Lelucon Prosedural Bank Nagari: OJK Terlalu Umum, Kejati dan BPK Temukan Bau Busuk
William Nursal Devarco (Pax Alle)
Dirgantaraonline - Dalam dunia keuangan yang seharusnya presisi dan transparan, publik dikejutkan dengan drama hapus buku kredit Bank Nagari. Tindakan ini secara formal dinyatakan halal oleh Otoritas Jasa Keuangan (OJK). Namun yang menjadi soal bukan kehalalannya melainkan proses yang janggal, seolah dipoles untuk lolos dari pengawasan.
OJK dalam penilaian mereka memang tidak melihat adanya kesalahan secara prosedural. Tapi itu justru menjadi titik persoalan: Apakah OJK hanya menelan laporan mentah tanpa verifikasi ulang? Jika benar, maka publik patut mempertanyakan bagaimana pola kerja OJK dalam mengawasi industri perbankan. Apakah tugasnya hanya membaca dan menyetujui tanpa menganalisis ulang?
Sementara itu, Kejaksaan Tinggi Sumatera Barat dan BPK justru mengambil lensa yang berbeda. Mereka menelisik detail demi detail, menemukan ketidaksempurnaan dalam prosesi hapus buku yang dilakukan Bank Nagari. Ini bukan cuma soal prosedur teknis, tapi soal integritas dan potensi penyimpangan pidana.
Poin-poin yang hilang dari laporan internal Bank Nagari bukan sekadar kekhilafan, tapi indikasi kuat adanya informasi yang sengaja disamarkan. Bila tidak janggal, tentu tidak akan menjadi perhatian serius penegak hukum. Apalagi, dari sekian banyak portofolio kredit yang dilaporkan bermasalah, hanya segelintir yang diajukan ke lelang. Kenapa tidak semuanya? Siapa yang diselamatkan?
Potensi tindak pidana korupsi (tipikor) menguap dari celah-celah prosedur yang dilanggar secara sistematis. Kejanggalan itulah pintu pembuka yang tak bisa diabaikan begitu saja.

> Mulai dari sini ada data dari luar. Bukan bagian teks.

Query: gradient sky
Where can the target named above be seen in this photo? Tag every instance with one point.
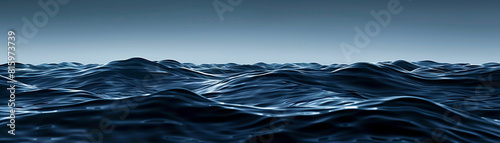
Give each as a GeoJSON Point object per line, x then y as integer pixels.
{"type": "Point", "coordinates": [277, 31]}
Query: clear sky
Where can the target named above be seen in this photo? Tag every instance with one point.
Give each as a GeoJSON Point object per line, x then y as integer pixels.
{"type": "Point", "coordinates": [271, 31]}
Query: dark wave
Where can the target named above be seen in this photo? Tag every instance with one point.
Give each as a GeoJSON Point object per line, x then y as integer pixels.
{"type": "Point", "coordinates": [138, 100]}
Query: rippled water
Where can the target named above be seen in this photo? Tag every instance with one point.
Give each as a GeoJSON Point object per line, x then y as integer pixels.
{"type": "Point", "coordinates": [137, 100]}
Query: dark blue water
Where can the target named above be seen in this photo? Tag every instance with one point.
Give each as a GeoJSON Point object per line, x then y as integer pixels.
{"type": "Point", "coordinates": [137, 100]}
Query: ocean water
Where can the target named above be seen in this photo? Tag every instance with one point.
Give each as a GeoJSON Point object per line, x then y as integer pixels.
{"type": "Point", "coordinates": [138, 100]}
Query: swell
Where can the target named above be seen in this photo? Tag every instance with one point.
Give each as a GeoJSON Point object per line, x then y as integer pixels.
{"type": "Point", "coordinates": [168, 101]}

Bank Nagari juga dinilai tidak jujur dan tidak konsisten dalam narasi publiknya. Kepada publik, mereka merilis capaian dan kinerja yang “luar biasa”. Namun di hadapan DPRD Sumbar, laporan berbeda muncul: penuh kerugian dan kegagalan. Ini bukan lagi salah komunikasi, tapi indikasi adanya dua wajah yang bertolak belakang. Ironisnya, wajah ganda ini dibiarkan begitu saja.
Lebih jauh, dalam praktik pemberian kredit, standar ganda pun diterapkan. Untuk nasabah umum, prosedurnya ketat. Tapi untuk pihak-pihak tertentu, aturan bisa dinegosiasikan, bahkan “diimprovisasi” demi mengejar target. Ini membuka ruang spekulasi dan memperbesar celah korupsi. Aksi tutup mata dan telinga jadi kunci keberhasilan praktik menyimpang ini.

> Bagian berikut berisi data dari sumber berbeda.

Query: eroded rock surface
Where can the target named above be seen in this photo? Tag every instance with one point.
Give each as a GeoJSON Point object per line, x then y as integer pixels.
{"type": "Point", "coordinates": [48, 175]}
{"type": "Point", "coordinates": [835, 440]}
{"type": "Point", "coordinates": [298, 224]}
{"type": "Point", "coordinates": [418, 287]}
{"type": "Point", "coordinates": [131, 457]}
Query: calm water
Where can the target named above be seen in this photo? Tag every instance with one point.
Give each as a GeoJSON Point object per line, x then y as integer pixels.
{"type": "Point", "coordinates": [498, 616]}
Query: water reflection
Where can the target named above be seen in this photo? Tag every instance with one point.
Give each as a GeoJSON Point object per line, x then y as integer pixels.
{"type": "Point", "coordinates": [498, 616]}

Yang paling mencemaskan: jika pengawasan publik longgar, kejahatan akan menjamur. Tapi sebaliknya, jika sorotan tajam dan konsisten dijaga, peluang korupsi dan penyalahgunaan wewenang akan menyempit.
Kita tidak bisa bergantung hanya pada laporan sepihak, apalagi dari pihak yang sedang dalam sorotan. OJK harus lebih dari sekadar lembaga pemberi stempel prosedural. Ia harus jadi benteng integritas perbankan. Karena jika tidak, kita hanya akan menyaksikan lelucon prosedural yang berulang lelucon yang biayanya ditanggung publik.
“Mereka piawai membuat lelucon. Tapi publik tidak sedang ingin tertawa.”